MADAM Speaker, the 2012/2013 medium term budget we are considering here today attempts to strike a balance between improving service delivery and responding to the developmental challenges confronting Ndlambe.

The budget provides for a small internal capital budget of R5 000 000 to assist with opportunity to improve our service delivery performance and infrastructure challenges. I realise the inclusion of the capital budgets has pushed our rates and tariff increase to 12% and I implore the residents and ratepayers of Ndlambe to bear with us this year.

As mayor I will commit myself to ensure every rand is stretched and that we all do more with less. Productivity of our work force and operational efficiency will be top of my agenda.

I would like to extend my sincere appreciation to all those residents and businesses who continue to sustain this municipality by paying for their services. Without these payments the Ndlambe municipality cannot provide you with basic services. I encourage everyone to be responsible ratepayers and consumers and to pay their accounts on or before the due dates.

Madam Speaker, as you are aware, councillors, officials and I have recently been through an extensive public participation programme and have requested comment on both the IDP and budget through mediums such as the press, notices, web page and loud hailing.

Many of our ratepayers and consumers have commented on both the IDP and the budget and I would like to touch on a few issues that have been raised but will respond officially to all input once all councillors have had the opportunity to consider and respond to all input received.

“The recommended tariff increase of 12% is unacceptable”
Many comments were received stating that the 12% increase is unacceptable, the majority of which were e-mails in the exact wording but were without recommendation on what should be taken out the budget to reduce the 12% increase.

It is very difficult to deal with such comments when no alternatives are presented. However, Madam Speaker, I am still of the opinion we need to impose the 12% increase so we can deal with many of the service delivery issues facing us.

“Salary increases should not be considered”
This point is raised during every budget period and the response will always remain that local government salary increases are part of a central bargaining process and we are legally forced to abide by the decision of the South African Bargaining Council. The issues regarding increasing the productivity of our staff will however be a matter high on my agenda.

Business rates vs residential rates
Two years ago businesses and residents both paid the same rates. In the 2010/2011 financial year it was resolved that residential properties pay 20% less than business properties. Over the last two years businesses have had to pay for the 20% that residential rates were reduced by, and the recommendation put forward was to reduce the burden placed on business by 5%. This however be evaluated by council before final approval of the budget.

“Maintenance budget is inadequate and other operating expenditure needs to be cut to increase the maintenance budget”
The maintenance and the capital budget over the past years has been our greatest concern. It is clear that both need to be drastically increased to protect our assets and provide the services the public expect. The reason for the increase recommended is to address these issues.

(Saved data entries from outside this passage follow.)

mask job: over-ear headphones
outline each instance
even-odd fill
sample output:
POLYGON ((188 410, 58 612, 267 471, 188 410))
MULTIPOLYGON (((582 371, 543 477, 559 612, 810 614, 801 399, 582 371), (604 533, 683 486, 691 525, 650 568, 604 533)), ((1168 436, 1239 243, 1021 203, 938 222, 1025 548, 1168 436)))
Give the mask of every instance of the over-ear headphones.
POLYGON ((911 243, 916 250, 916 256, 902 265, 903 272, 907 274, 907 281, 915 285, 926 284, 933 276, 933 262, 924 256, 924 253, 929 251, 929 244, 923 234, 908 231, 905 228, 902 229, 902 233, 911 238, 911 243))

“The municipality has not conducted a means test”
It is correct that the municipality has not concluded a means test of each household in the municipality area but the municipality does use all information at its disposal to consider the impact of tariff increases on its community.

“The municipality ignores National Treasury recommendations regarding increases”
The municipality does not ignore the guidelines set by National Treasury but one has to be realistic when dealing with electricity increases, petrol price increases and fixed cost increases that can’t be avoided.

The guideline issued by National Treasury is issued to all municipalities and municipalities are however still required to ensure that the budgets they set will ensure the municipality can continue to operate as a going concern.

It would be irresponsible of the municipality to implement National Treasury guidelines when it knows that by doing so the municipality will face serious financial problems.

“The municipality does not have a functional performance management system so management can do as they like without any measurement and this is a direct result of inflated increases and bad budgeting”
As mentioned earlier, this matter will be corrected in the 2012/2013 financial year and council will ensure that it strengthens its oversight role, to ensure that a performance management system is no longer compromised.

There are many other issues that have been raised by various stakeholders and these matters will be taken into consideration before the final budget is approved. At the time of the final budget approval I will submit an item to council to detailing every comment received and how each comment was considered during the consideration phase.

I must take this opportunity to thank each and every stakeholder that took the time and effort to attend the mayoral imbizos and to provide me with comments on the budget. Without your input I would never know what the issues are that you would like to bring to council’s and my attention.

My only hope is that we can continue with this sort of engagement in the future. I am well aware that we may not be able to address all matters to your satisfaction but knowing that you are working endlessly with us gives me confidence for the future.